The second possibility is that Hichilema, in claiming that hunger is Biblical, may have been trying to conceal his administration’s policy failures by formulating a false narrative on the subject – that a natural disaster has caused hunger, electricity and water shortages, not the ruling party in general and its hard-working president in particular – and using the media to induce the public to accept it. We live in a world where, increasingly, what counts most is no longer recognising the “concrete reality” but building “narratives” around the actual reality. For inept liberal leaders and their supporters, winning this war of “narratives” requires hoodwinking ordinary people by manufacturing false public consciousness around the challenges that confront them.

By claiming that hunger is Biblical and a result of supernatural forces, Hichilema is (ab)using faith to shield himself from blame and completely divert people’s attention from the concrete reality that hunger is a human-made challenge, and that its occurrence, specifically in this case, is a consequence of the persistent failure of the government to plan better, ensure food security, and provide affordable food. The obvious fact of the matter is that the present government has been hugely negligent in relation to food security.
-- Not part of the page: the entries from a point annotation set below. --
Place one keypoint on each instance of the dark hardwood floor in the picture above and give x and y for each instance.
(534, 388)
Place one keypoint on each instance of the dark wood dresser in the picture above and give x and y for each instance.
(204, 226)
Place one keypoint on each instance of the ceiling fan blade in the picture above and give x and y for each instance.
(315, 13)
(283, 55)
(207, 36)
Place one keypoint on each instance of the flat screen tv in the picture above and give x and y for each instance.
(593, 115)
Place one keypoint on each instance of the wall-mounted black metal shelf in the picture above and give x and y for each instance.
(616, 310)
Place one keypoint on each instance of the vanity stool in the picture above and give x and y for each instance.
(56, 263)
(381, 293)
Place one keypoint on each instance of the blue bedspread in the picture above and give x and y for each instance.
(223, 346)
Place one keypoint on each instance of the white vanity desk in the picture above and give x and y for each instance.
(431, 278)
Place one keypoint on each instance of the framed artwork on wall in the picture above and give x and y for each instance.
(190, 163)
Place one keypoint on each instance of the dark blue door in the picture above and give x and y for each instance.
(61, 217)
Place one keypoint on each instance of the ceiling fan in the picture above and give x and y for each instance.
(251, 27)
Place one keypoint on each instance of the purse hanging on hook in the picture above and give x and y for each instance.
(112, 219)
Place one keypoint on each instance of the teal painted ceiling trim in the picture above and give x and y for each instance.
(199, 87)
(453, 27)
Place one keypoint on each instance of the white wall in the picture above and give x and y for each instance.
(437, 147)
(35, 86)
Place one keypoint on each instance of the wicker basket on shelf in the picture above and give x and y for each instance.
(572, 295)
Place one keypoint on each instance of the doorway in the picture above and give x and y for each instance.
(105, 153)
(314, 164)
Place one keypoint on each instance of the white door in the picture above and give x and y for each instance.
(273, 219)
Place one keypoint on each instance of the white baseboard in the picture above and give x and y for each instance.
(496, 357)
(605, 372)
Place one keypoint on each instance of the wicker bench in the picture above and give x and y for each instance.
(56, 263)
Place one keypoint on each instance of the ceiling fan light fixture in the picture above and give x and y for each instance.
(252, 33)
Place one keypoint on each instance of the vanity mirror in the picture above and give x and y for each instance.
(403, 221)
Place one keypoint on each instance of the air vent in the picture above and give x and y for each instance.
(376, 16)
In pursuit, recklessly, of the policy of liberalisation of maize trade, the Hichilema administration sold over one million tonnes of maize and mealie meal – all from the sufficient stock that was left behind by the previous administration – to other African countries when both commodities were already out of reach for Zambia’s starving population. He has also presided over a chaotic distribution of farming inputs that has badly affected agricultural production in recent years. Hichilema knows all this and his claim that the current hunger is an act of God is a result of either wilful and unforgivable dishonesty or a futile attempt to escape responsibility for his government’s policy failures – and whichever it is, neither is acceptable since it does not resolve the hunger problem.

I must concede that the warped and depressing thinking that human challenges like hunger are acts of God or nature is not restricted to Hichilema alone; it is a belief that is prevalent among Zambians today. I do not know if it is the dominant and degraded Christian theology and practice (which is largely pacifist) or a history of personalised rule, or perhaps both, that seem to have disrupted ideas of cause and effect among many Zambians. People do not attribute outcomes to their likely causes, but often to supernatural phenomena. They do not recognise their own agency and the agency of those around them. In removing human agency from the actual causes of hunger, Hichilema is exploiting the current national psyche and character structure of the ‘typical Zambian’: unquestioning, passive, cowardly, zombie-like, easy to manipulate, naive, superstitious, and worshipful of authority. I am curious to know if Hichilema thinks that countries elsewhere in the southern Africa region that also experienced drought but remain food secure are much more in God’s favour than Zambia.

There are times when I feel that Zambia must kill God, if we are to make progress. When God dies, we will take His place – our success or failure resting squarely on our shoulders. For the reality is that as long as our lives and how they turn out remain God’s will, we abdicate responsibility for changing our plight to that God. It also means our leadership, in our minds at least, is God’s choosing. So if that God gives us a Hichilema, we cannot question His wisdom, notwithstanding Hichilema’s obvious poverty of anything remotely resembling the virtue to be associated with a benevolent deity.